Гвен, обрадованная его хорошим настроением, охотно согласилась и ответила с такой же любовью:
– Да, дорогой, спасибо.
– Управляющий банком поинтересовался, есть ли у тебя деньги. – Джордж по-прежнему смотрел только на дорогу. – Я сообщил, что ты была исключительно бережлива и делала накопления. Он воспринял новость с большим удовольствием и посоветовал нам обязательно пустить эти средства на закладную. Сказал, что это разумно.
– О…
Гвен не знала, правильно ли так поступать, но раз управляющий банком говорит…
– Когда поедем в город на следующей неделе, возьми с собой сберегательную книжку. Переведем твои накопления на выплату по закладной.
– Какую сумму?
– Ну… всю, дорогая. Так посоветовал банкир.

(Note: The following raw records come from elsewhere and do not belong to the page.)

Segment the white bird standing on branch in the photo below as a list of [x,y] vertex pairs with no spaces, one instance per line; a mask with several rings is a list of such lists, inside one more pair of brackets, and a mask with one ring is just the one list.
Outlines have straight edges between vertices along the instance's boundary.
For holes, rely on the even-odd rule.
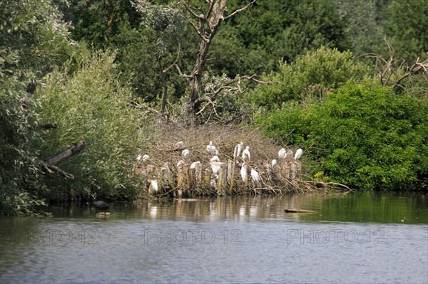
[[207,152],[211,157],[215,156],[218,154],[217,148],[215,148],[215,146],[213,144],[213,141],[210,141],[210,144],[207,145]]
[[214,157],[213,157],[211,159],[210,159],[210,162],[218,162],[220,163],[220,158],[218,157],[218,156],[215,155]]
[[192,163],[192,164],[190,164],[190,169],[196,169],[196,165],[197,164],[200,164],[200,162],[199,162],[199,161],[193,162]]
[[236,146],[235,146],[235,150],[233,151],[233,157],[235,159],[238,159],[240,156],[240,152],[243,150],[243,145],[244,142],[240,142],[238,143]]
[[156,192],[158,192],[158,181],[157,180],[151,179],[150,181],[150,186],[151,186],[151,188],[153,191],[155,191]]
[[292,159],[292,151],[288,150],[288,152],[287,152],[287,156],[285,156],[285,157],[290,159]]
[[189,157],[189,154],[190,154],[190,151],[189,151],[188,149],[185,149],[181,152],[181,156],[183,157],[183,159],[185,161]]
[[275,167],[276,167],[277,164],[277,160],[275,159],[272,159],[272,163],[270,164],[270,168],[272,169],[275,169]]
[[245,182],[247,180],[247,164],[245,162],[241,167],[240,175],[243,181]]
[[297,151],[296,151],[296,154],[295,154],[295,159],[300,159],[300,157],[302,157],[302,154],[303,153],[303,150],[300,148],[299,148]]
[[225,167],[226,163],[214,161],[211,162],[210,164],[211,164],[211,169],[213,170],[213,177],[215,179],[218,179],[218,171],[220,171],[220,169],[223,167]]
[[245,162],[250,162],[251,159],[251,154],[250,154],[250,146],[247,146],[245,149],[243,151],[243,159]]
[[175,146],[177,148],[180,148],[180,147],[182,147],[183,144],[184,144],[184,143],[183,142],[183,140],[181,140],[181,141],[178,141],[177,143],[174,144],[174,146]]
[[282,160],[285,159],[285,157],[287,157],[287,152],[285,151],[285,149],[281,148],[281,149],[278,151],[278,159]]
[[260,176],[258,174],[258,172],[254,169],[251,169],[251,178],[253,179],[253,182],[257,185],[260,181]]

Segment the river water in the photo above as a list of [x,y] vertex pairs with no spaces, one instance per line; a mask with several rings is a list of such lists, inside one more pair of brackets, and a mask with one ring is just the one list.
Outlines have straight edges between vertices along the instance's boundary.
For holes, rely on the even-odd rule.
[[90,206],[1,217],[0,283],[428,283],[427,194],[111,205],[106,219]]

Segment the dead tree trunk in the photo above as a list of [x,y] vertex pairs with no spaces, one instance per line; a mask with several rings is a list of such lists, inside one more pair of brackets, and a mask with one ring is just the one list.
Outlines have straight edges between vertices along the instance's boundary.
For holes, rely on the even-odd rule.
[[[223,21],[247,9],[255,3],[255,0],[250,1],[250,4],[243,8],[235,11],[227,16],[225,16],[225,14],[228,12],[226,7],[228,0],[207,1],[209,4],[209,7],[206,11],[203,11],[203,9],[200,8],[193,8],[184,0],[181,3],[188,12],[187,16],[189,23],[200,37],[196,61],[193,65],[192,74],[185,76],[189,79],[190,88],[190,98],[187,109],[189,117],[188,122],[193,124],[195,115],[200,110],[200,105],[197,100],[200,98],[202,77],[207,62],[207,56],[215,33]],[[202,13],[199,14],[200,12]]]
[[84,140],[81,140],[78,142],[73,144],[68,148],[58,153],[55,154],[53,156],[49,157],[43,162],[43,166],[44,169],[50,173],[57,172],[61,175],[64,177],[66,179],[74,179],[74,176],[71,174],[66,172],[62,169],[56,167],[57,164],[61,163],[75,154],[78,154],[85,147],[86,143]]

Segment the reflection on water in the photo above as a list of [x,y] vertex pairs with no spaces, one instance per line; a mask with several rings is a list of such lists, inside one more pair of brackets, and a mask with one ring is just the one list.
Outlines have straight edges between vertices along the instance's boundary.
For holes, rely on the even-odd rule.
[[106,219],[52,207],[0,219],[0,283],[426,283],[427,197],[150,199],[111,204]]
[[[268,196],[238,196],[202,199],[150,199],[111,204],[111,219],[167,219],[215,221],[222,218],[284,218],[295,221],[427,223],[427,194],[412,192],[357,192]],[[312,210],[313,214],[285,213],[285,209]],[[92,218],[89,206],[50,209],[54,216]]]

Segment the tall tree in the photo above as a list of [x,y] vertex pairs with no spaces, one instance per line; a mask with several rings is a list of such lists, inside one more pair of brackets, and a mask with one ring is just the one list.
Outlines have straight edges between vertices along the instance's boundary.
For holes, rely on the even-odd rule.
[[200,38],[192,72],[190,75],[183,74],[188,78],[190,88],[187,112],[190,123],[194,122],[195,115],[200,110],[201,102],[198,102],[198,99],[201,97],[201,81],[214,36],[222,22],[246,10],[255,4],[255,0],[250,1],[248,4],[230,14],[228,11],[228,0],[208,0],[205,2],[203,6],[195,6],[185,0],[180,1],[185,8],[185,16],[189,23]]

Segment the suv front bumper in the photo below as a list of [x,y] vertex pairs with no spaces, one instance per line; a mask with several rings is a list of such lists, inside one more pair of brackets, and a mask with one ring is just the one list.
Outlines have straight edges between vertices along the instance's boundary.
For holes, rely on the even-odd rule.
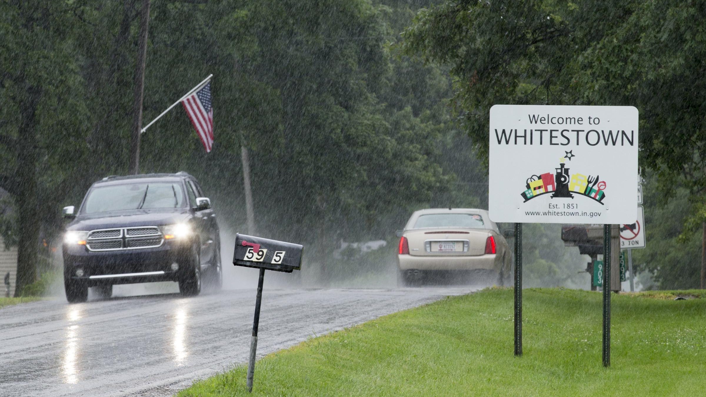
[[[164,242],[140,249],[90,251],[83,246],[64,246],[64,279],[88,287],[155,281],[177,281],[191,264],[191,244]],[[172,270],[172,264],[179,268]],[[76,271],[80,269],[83,275]]]

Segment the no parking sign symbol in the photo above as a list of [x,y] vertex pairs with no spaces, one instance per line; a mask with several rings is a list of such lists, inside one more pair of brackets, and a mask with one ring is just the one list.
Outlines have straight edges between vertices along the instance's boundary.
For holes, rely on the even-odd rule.
[[645,248],[645,212],[638,207],[635,223],[620,225],[620,246],[622,249]]

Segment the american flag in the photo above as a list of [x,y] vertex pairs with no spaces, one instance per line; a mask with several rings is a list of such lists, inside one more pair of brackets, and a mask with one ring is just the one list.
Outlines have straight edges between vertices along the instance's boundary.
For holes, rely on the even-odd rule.
[[211,107],[211,83],[189,95],[181,101],[191,120],[193,129],[201,139],[206,153],[213,148],[213,107]]

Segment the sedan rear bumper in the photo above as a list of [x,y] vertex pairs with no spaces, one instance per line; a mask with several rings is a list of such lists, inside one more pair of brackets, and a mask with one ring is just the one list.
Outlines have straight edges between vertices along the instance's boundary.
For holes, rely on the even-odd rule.
[[502,262],[495,254],[465,256],[397,255],[400,270],[500,270]]

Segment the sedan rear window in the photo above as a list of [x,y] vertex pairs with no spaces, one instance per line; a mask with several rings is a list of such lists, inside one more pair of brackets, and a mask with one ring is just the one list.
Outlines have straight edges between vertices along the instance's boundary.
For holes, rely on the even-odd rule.
[[484,228],[483,218],[469,213],[431,213],[419,215],[414,229],[424,227],[470,227]]
[[83,213],[145,208],[184,207],[184,193],[178,183],[128,184],[91,189]]

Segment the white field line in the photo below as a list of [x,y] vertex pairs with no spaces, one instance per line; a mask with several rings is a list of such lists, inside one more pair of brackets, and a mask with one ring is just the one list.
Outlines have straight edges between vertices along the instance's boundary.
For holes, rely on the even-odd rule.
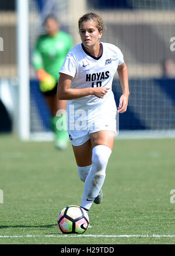
[[30,237],[148,237],[148,238],[159,238],[159,237],[175,237],[175,235],[83,235],[83,234],[62,234],[62,235],[0,235],[0,238],[30,238]]

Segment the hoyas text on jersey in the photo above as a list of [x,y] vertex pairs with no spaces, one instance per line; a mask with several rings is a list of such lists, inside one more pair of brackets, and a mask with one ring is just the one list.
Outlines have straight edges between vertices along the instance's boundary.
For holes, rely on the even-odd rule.
[[90,82],[95,80],[102,80],[107,79],[109,77],[109,71],[106,72],[93,73],[93,74],[86,74],[86,81]]

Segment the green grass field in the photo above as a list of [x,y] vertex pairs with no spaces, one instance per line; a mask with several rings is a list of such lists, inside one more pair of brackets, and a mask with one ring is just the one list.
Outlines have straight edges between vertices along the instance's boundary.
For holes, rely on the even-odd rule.
[[0,145],[0,244],[175,243],[174,139],[115,141],[103,202],[90,209],[85,236],[62,235],[57,223],[83,193],[71,146],[58,151],[14,135],[1,135]]

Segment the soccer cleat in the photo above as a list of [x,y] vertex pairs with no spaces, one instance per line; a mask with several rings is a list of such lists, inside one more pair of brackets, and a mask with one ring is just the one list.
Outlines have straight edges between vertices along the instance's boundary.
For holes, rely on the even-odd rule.
[[98,196],[94,199],[93,202],[96,204],[99,204],[99,203],[102,202],[102,199],[103,199],[103,192],[102,192],[102,189],[100,189]]

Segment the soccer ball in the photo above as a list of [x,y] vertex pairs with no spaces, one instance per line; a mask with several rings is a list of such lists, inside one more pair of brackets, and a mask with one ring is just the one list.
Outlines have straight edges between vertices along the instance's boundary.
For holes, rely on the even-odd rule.
[[83,234],[88,228],[89,219],[83,208],[69,206],[61,211],[57,221],[63,234]]

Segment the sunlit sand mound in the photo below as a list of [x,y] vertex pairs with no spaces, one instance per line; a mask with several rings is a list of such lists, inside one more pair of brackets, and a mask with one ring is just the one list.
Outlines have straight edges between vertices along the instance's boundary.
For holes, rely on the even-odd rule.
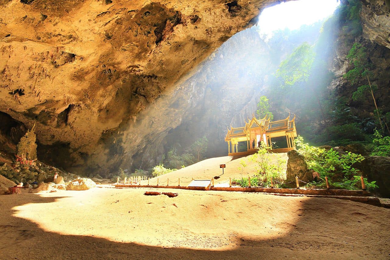
[[[283,172],[285,173],[287,159],[287,153],[273,153],[267,155],[269,156],[269,164],[276,164],[277,157],[285,161],[283,168]],[[232,156],[224,156],[214,158],[210,158],[201,161],[199,162],[187,166],[185,168],[175,171],[169,173],[164,174],[151,179],[149,184],[151,185],[156,185],[157,178],[159,179],[159,185],[166,185],[168,179],[169,179],[169,185],[174,185],[177,184],[178,179],[180,178],[180,185],[181,186],[187,186],[191,182],[192,178],[195,180],[211,180],[215,176],[218,176],[222,174],[222,169],[220,168],[220,164],[225,164],[226,167],[224,170],[224,174],[218,180],[214,181],[216,186],[224,186],[229,185],[229,177],[233,178],[240,178],[242,177],[247,177],[252,176],[256,172],[255,167],[256,163],[250,160],[252,155],[244,157],[236,157]],[[240,164],[243,161],[247,166],[243,170],[239,169],[239,167],[242,168]],[[147,181],[141,182],[141,184],[146,184]]]
[[96,187],[0,196],[0,259],[388,259],[390,210],[328,198]]

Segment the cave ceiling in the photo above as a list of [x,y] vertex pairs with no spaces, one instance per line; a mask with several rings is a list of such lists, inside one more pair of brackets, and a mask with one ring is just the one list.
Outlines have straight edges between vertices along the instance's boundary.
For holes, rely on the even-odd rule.
[[[39,156],[68,169],[145,160],[196,105],[181,82],[280,2],[0,0],[0,111],[35,123]],[[388,26],[379,2],[365,24]]]

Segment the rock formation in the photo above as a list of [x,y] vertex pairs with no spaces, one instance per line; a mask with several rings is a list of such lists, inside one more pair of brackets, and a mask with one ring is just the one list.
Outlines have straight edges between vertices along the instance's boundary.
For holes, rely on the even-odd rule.
[[35,125],[30,130],[28,130],[25,135],[20,139],[16,146],[18,156],[28,160],[34,160],[37,158],[37,144],[35,143],[37,137],[34,132]]
[[[67,170],[150,166],[207,94],[182,84],[279,2],[0,1],[0,110],[36,124],[40,158]],[[389,48],[382,2],[364,2],[363,31]]]
[[0,110],[54,162],[110,168],[177,126],[156,110],[174,84],[277,2],[2,1]]
[[66,185],[67,191],[86,191],[96,187],[96,183],[90,179],[77,178],[71,181]]
[[8,188],[13,187],[16,184],[4,176],[0,175],[0,195],[8,193]]
[[307,164],[303,156],[296,150],[292,150],[287,153],[289,159],[287,160],[287,169],[286,171],[287,180],[289,182],[295,180],[295,176],[301,180],[305,181],[308,179],[311,174],[308,173]]
[[360,16],[363,36],[390,48],[390,5],[388,1],[364,0],[362,2]]

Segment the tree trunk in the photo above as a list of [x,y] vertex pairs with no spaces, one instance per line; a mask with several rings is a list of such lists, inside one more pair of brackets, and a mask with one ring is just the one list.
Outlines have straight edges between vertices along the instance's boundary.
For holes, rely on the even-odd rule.
[[370,82],[370,79],[367,77],[367,80],[368,80],[368,84],[370,86],[370,90],[371,91],[371,94],[372,96],[372,99],[374,100],[374,104],[375,105],[375,109],[376,110],[376,113],[378,115],[378,120],[379,120],[379,124],[381,125],[381,128],[382,128],[382,132],[385,134],[385,128],[382,124],[382,121],[381,121],[381,116],[379,114],[379,110],[378,110],[378,106],[376,105],[376,101],[375,100],[375,98],[374,96],[374,92],[372,91],[372,88],[371,86],[371,82]]

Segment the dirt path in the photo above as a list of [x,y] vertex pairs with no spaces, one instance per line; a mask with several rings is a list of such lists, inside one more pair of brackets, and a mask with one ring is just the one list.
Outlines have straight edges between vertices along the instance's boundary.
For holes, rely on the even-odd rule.
[[389,259],[390,210],[146,188],[0,196],[0,259]]
[[[270,164],[276,164],[277,157],[279,157],[281,159],[285,161],[285,166],[282,171],[285,172],[287,166],[287,153],[268,154],[267,156],[270,157]],[[207,159],[201,161],[192,165],[187,166],[183,169],[175,171],[158,177],[160,185],[166,185],[167,180],[169,178],[169,183],[172,185],[177,183],[178,178],[180,178],[180,184],[181,186],[187,186],[191,182],[191,178],[198,180],[211,180],[214,176],[218,176],[222,173],[222,169],[220,168],[220,164],[226,164],[226,167],[224,169],[223,175],[214,181],[216,187],[226,186],[229,187],[229,178],[241,178],[247,177],[248,175],[252,176],[255,172],[255,162],[251,161],[250,158],[251,155],[244,157],[235,157],[224,156],[210,159]],[[244,161],[248,166],[243,170],[240,170],[239,167],[242,166],[240,164]],[[149,180],[151,185],[157,183],[157,178],[151,179]],[[147,181],[141,182],[141,184],[147,184]]]

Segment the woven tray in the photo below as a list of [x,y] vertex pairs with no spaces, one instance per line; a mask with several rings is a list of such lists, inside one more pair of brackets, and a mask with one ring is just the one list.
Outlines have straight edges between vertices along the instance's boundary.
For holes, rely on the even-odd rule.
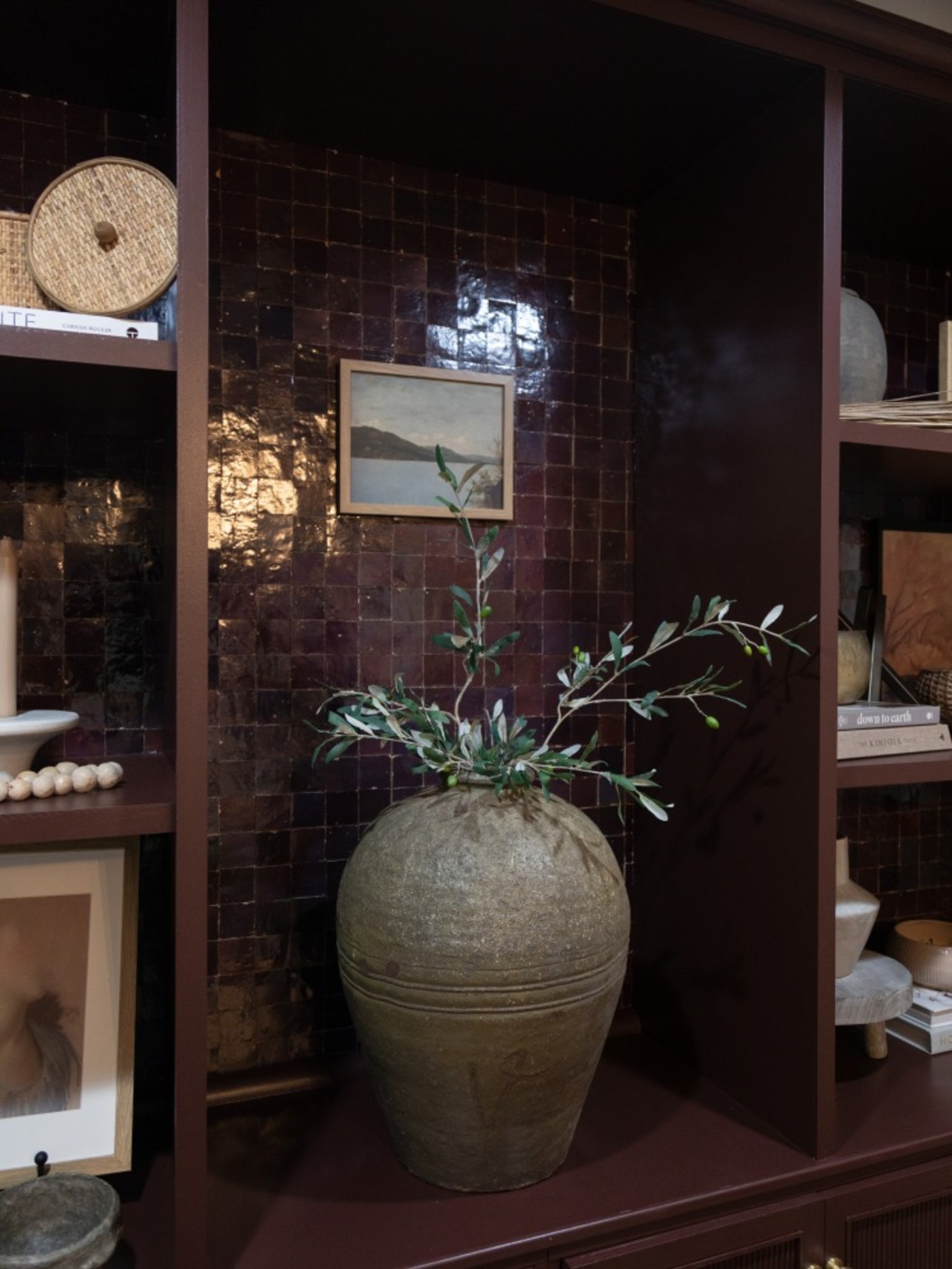
[[124,317],[175,277],[176,195],[133,159],[91,159],[47,185],[29,218],[27,259],[69,312]]
[[13,308],[52,307],[27,264],[29,216],[0,212],[0,305]]

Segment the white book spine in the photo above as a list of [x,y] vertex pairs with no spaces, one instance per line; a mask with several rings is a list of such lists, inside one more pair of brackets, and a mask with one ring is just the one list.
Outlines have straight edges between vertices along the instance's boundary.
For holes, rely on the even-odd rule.
[[65,313],[53,308],[14,308],[0,305],[0,326],[14,330],[62,330],[74,335],[113,335],[119,339],[159,339],[159,322],[96,313]]
[[899,1018],[891,1018],[886,1023],[886,1032],[908,1044],[914,1044],[924,1053],[952,1053],[952,1023],[947,1027],[927,1027],[906,1014],[900,1014]]

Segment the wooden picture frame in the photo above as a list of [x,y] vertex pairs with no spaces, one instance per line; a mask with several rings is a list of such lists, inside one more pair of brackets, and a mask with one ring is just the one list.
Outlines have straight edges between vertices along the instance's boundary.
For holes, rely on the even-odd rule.
[[882,524],[878,551],[883,656],[904,679],[952,670],[952,527]]
[[132,1162],[138,839],[0,850],[0,1188]]
[[359,515],[449,516],[435,447],[458,477],[473,463],[473,519],[513,518],[510,374],[340,362],[339,506]]

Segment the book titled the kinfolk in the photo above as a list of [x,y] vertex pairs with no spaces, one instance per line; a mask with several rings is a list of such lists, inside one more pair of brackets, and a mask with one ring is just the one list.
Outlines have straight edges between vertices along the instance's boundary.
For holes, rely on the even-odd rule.
[[861,727],[919,727],[942,722],[938,706],[906,706],[880,700],[857,700],[836,706],[836,730],[856,731]]
[[952,751],[944,722],[913,727],[857,727],[836,732],[836,758],[901,758],[906,754]]

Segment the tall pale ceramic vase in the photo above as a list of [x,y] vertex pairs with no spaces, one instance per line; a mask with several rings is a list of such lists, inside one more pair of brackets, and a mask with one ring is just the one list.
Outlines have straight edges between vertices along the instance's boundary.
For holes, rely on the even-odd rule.
[[612,849],[537,791],[459,786],[385,811],[338,898],[348,1005],[397,1157],[459,1190],[562,1162],[625,976]]
[[849,838],[836,838],[836,977],[856,968],[872,933],[880,901],[849,877]]

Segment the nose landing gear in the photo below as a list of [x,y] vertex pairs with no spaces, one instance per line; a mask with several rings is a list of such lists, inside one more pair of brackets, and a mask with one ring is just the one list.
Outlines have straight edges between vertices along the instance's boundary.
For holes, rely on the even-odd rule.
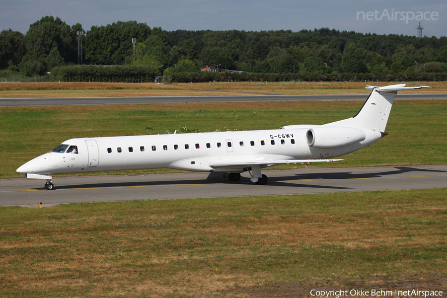
[[47,183],[45,183],[45,189],[48,190],[53,190],[54,189],[54,184],[51,183],[51,180],[47,180]]

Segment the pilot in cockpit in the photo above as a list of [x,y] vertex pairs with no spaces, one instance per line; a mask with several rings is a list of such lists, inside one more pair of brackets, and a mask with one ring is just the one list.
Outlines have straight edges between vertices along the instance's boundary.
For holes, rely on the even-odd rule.
[[68,153],[77,154],[77,146],[70,146],[67,152]]

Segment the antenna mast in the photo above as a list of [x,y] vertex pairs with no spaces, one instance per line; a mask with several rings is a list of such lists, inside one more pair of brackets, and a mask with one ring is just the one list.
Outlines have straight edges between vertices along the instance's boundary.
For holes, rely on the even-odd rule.
[[416,28],[418,29],[418,38],[421,38],[422,37],[422,29],[424,29],[423,26],[421,26],[421,17],[419,17],[419,25],[416,26]]

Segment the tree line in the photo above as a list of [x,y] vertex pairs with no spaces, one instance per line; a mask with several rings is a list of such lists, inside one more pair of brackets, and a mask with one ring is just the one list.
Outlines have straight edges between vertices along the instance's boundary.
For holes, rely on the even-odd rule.
[[[79,37],[78,31],[85,34]],[[84,65],[80,67],[81,45]],[[206,66],[243,73],[201,73]],[[447,38],[327,28],[166,31],[135,21],[93,26],[85,31],[80,23],[70,26],[50,16],[31,24],[24,35],[10,29],[1,31],[0,72],[24,75],[51,72],[57,80],[99,81],[121,75],[118,81],[124,77],[152,80],[162,74],[170,81],[445,80]]]

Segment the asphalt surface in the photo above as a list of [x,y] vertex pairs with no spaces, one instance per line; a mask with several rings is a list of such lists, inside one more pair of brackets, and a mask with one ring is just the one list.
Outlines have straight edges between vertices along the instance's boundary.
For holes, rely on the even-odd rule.
[[[288,101],[297,100],[361,100],[369,94],[327,95],[261,95],[220,96],[154,96],[131,97],[67,97],[54,98],[0,98],[0,107],[177,103],[181,102],[225,102],[230,101]],[[399,99],[447,99],[447,94],[397,94]]]
[[254,184],[248,174],[237,182],[222,173],[182,173],[144,175],[53,177],[53,190],[45,180],[0,179],[0,205],[37,207],[77,202],[162,200],[241,196],[444,188],[447,165],[264,170],[266,185]]

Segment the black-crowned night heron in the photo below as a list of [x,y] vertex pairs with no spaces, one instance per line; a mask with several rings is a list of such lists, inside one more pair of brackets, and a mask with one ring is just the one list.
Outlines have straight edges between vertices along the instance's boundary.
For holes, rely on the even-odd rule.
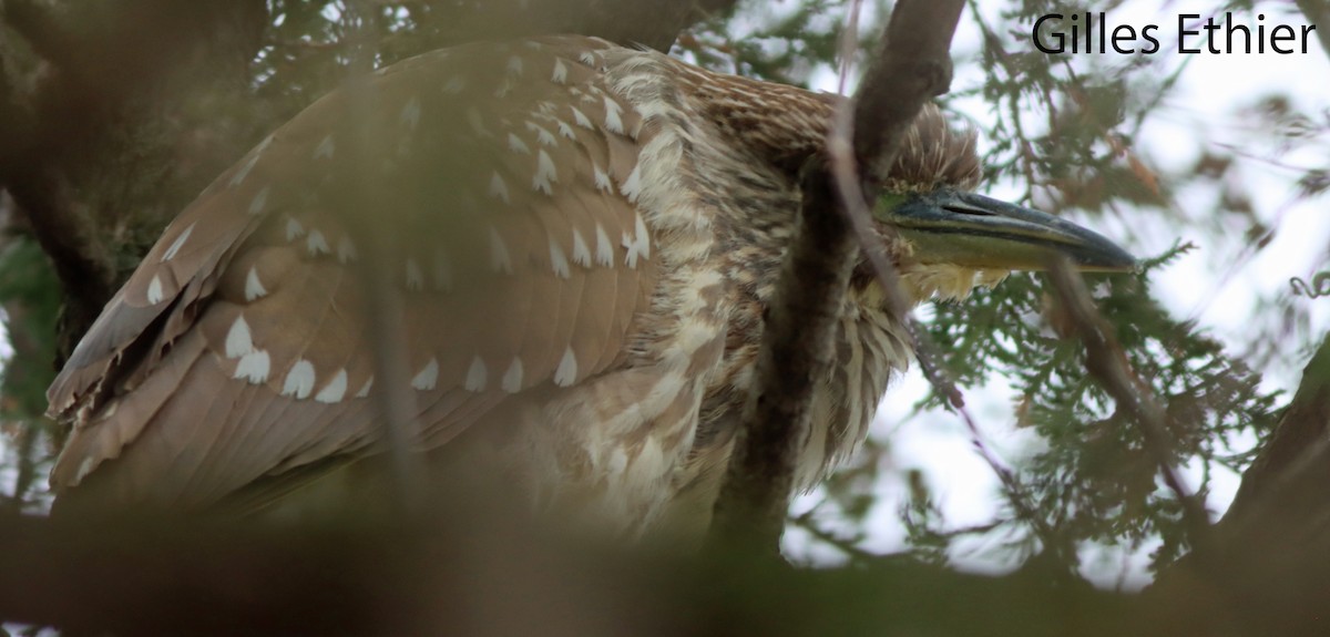
[[[325,97],[185,209],[51,387],[74,427],[57,511],[200,509],[382,453],[355,275],[378,241],[416,448],[484,449],[629,528],[705,525],[797,173],[839,100],[576,36],[438,51]],[[927,106],[878,176],[910,299],[1051,253],[1130,267],[1092,231],[971,194],[979,174],[974,136]],[[798,485],[864,439],[910,356],[855,277]]]

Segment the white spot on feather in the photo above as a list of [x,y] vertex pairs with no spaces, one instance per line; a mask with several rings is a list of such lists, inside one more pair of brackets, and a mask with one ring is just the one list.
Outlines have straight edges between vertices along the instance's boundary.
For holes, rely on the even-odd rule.
[[503,176],[500,176],[497,170],[489,176],[489,195],[499,197],[504,203],[509,203],[508,182],[503,181]]
[[342,396],[346,396],[346,370],[338,370],[332,380],[323,386],[322,390],[314,396],[314,400],[319,403],[339,403]]
[[587,239],[583,238],[581,230],[573,229],[573,263],[583,267],[591,267],[591,250],[587,249]]
[[569,108],[573,109],[573,121],[577,122],[579,126],[587,130],[596,129],[596,125],[591,122],[591,117],[587,117],[587,113],[583,113],[581,109],[579,109],[577,106],[569,106]]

Джордж улыбнулся, снял с руля руку и похлопал ее по сцепленным ладоням.
Вечером, перед отходом ко сну, он указал на то, что Гвен неправильно сложила его носки, майки и трусы. Заставил повторить за ним «правильно». Пока она копировала действия мужа, ее лицо горело от унижения, и Гвен вновь чувствовала себя так, будто он дал ей пощечину. Второй раз за день.
Много месяцев спустя она уже не могла вспомнить, когда и за что случилась первая настоящая пощечина.